Checklista dyrektora: 10 kroków do udanego wdrożenia HIS
- Audyt procesów – mapa ścieżek pacjenta na każdym oddziale.
- Audyt infrastruktury – serwery, sieć, backup, plany awaryjne.
- Powołanie zespołu projektowego – z udziałem klinicystów, IT, finansów, prawnika.
- SIWZ skupiony na procesach, nie na liście funkcji oprogramowania.

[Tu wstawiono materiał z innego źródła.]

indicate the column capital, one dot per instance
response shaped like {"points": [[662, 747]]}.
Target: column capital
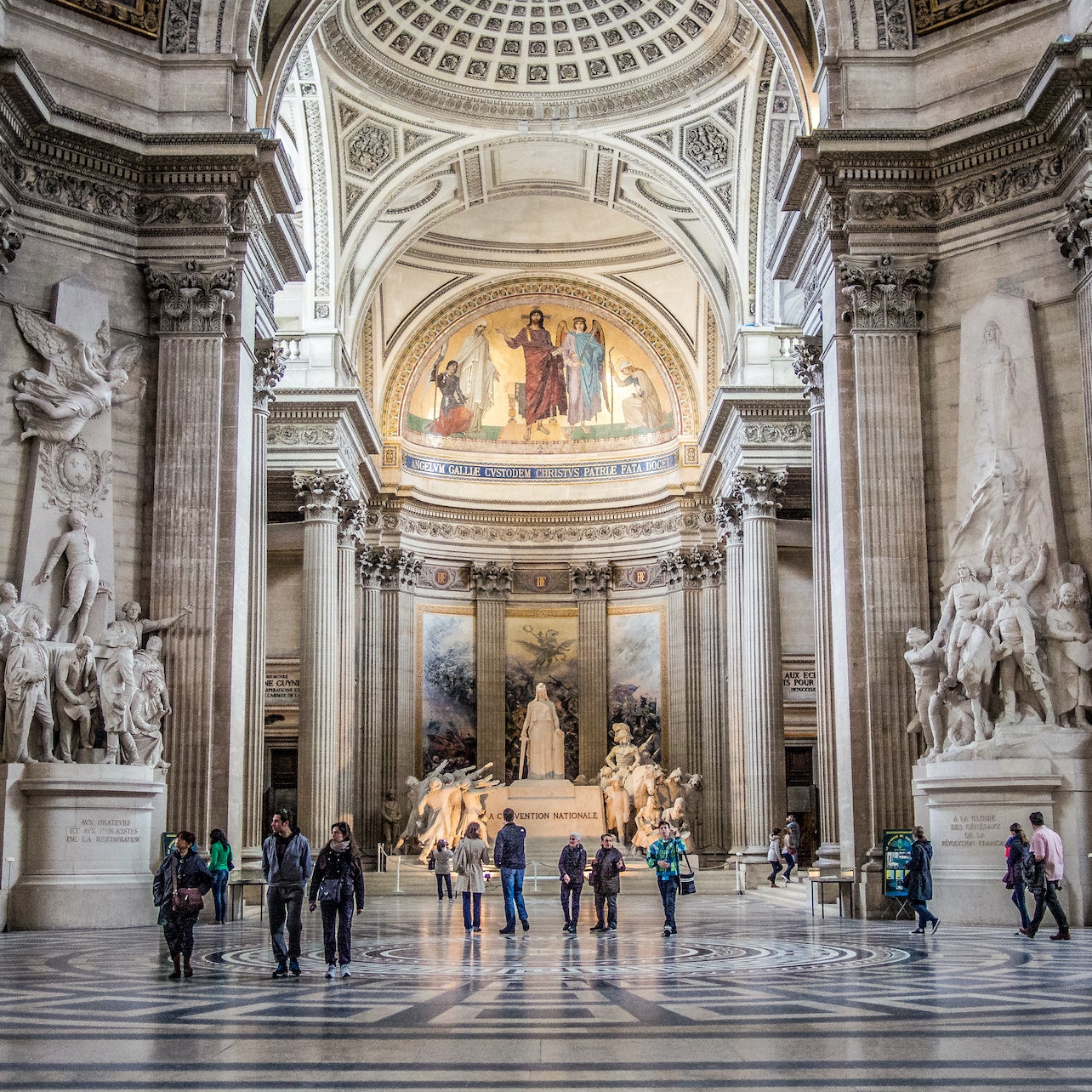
{"points": [[807, 366], [192, 296], [1073, 234], [491, 580], [269, 370], [758, 492], [11, 239], [321, 494], [590, 581], [350, 524], [729, 520], [884, 296]]}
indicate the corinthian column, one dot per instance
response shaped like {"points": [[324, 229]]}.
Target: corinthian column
{"points": [[319, 661], [757, 492], [202, 435], [891, 500], [492, 584], [269, 372], [807, 364], [590, 585], [350, 535]]}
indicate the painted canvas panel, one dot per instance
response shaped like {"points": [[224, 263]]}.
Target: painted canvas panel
{"points": [[539, 372], [635, 672], [541, 648], [448, 702]]}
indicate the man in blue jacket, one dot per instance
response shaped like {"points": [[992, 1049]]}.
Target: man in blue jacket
{"points": [[287, 864], [509, 856]]}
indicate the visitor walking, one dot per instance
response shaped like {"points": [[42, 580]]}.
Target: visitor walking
{"points": [[664, 856], [337, 883], [510, 857], [788, 854], [287, 864], [180, 881], [570, 866], [1046, 854], [469, 862], [221, 865], [1017, 850], [773, 856], [919, 880], [441, 863], [606, 884]]}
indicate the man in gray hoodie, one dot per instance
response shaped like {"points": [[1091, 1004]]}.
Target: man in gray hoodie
{"points": [[287, 864]]}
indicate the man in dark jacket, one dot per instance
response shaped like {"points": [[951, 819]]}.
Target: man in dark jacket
{"points": [[287, 863], [606, 884], [509, 856]]}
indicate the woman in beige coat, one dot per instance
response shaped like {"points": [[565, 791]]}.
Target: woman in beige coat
{"points": [[471, 857]]}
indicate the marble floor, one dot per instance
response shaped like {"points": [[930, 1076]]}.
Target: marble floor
{"points": [[754, 992]]}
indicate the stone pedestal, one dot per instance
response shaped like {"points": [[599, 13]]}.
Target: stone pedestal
{"points": [[88, 833]]}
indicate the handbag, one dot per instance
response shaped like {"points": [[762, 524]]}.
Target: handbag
{"points": [[184, 900]]}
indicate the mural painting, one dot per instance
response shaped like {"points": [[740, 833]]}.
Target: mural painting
{"points": [[541, 648], [448, 701], [635, 683], [541, 372]]}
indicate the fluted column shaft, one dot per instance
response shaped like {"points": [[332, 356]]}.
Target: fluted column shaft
{"points": [[764, 710], [808, 367], [590, 584], [492, 584], [319, 658], [269, 370]]}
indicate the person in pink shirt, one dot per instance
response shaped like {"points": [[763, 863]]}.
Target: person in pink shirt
{"points": [[1046, 854]]}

- Wybór dostawcy z weryfikacją referencji w szpitalach o podobnym profilu.
- Zabezpieczenie finansowania – KPO, FEnIKS, środki własne, harmonogram cash flow.
- Pilotaż na jednym oddziale przed roll-outem na całą placówkę.
- Modułowy program szkoleń dopasowany do ról zawodowych.
- Hypercare 30 dni z obecnością konsultantów dostawcy.
- Plan zgodności z KSC/NIS 2 – ze zgłoszeniem do wykazu do 3 października 2026 r.
🔗 Źródła i przydatne linki
- Centrum e-Zdrowia – ezdrowie.gov.pl – informacje o systemie P1, EDM, integracjach SWD PRM.
- Krajowy Plan Odbudowy – kpo.gov.pl – aktualne nabory i wyniki konkursów dla sektora zdrowia.
- Ministerstwo Zdrowia – gov.pl/zdrowie – akty prawne, komunikaty, IOWISZ.
- Komisja Europejska – status implementacji NIS 2 w Polsce
- Ministerstwo Cyfryzacji – gov.pl/cyfryzacja – ustawa o KSC, dokumenty normalizacyjne.
ℹ Aktualność i zastrzeżenia
Materiał opracowany na 28 kwietnia 2026 r. Stan prawny w obszarze cyberbezpieczeństwa, finansowania publicznego i obowiązków sprawozdawczych zmienia się dynamicznie – przed podjęciem decyzji inwestycyjnej należy zweryfikować aktualność danych w źródłach urzędowych (Centrum e-Zdrowia, Ministerstwo Zdrowia, Ministerstwo Cyfryzacji).
Tekst nie stanowi porady prawnej, finansowej ani audytorskiej. W indywidualnych sprawach należy konsultować się z radcą prawnym specjalizującym się w prawie medycznym, doradcą e-zdrowia oraz audytorem cyberbezpieczeństwa. W kwestiach związanych z konkretnymi naborami środków unijnych warto zwrócić się do konsultantów Funduszy Europejskich.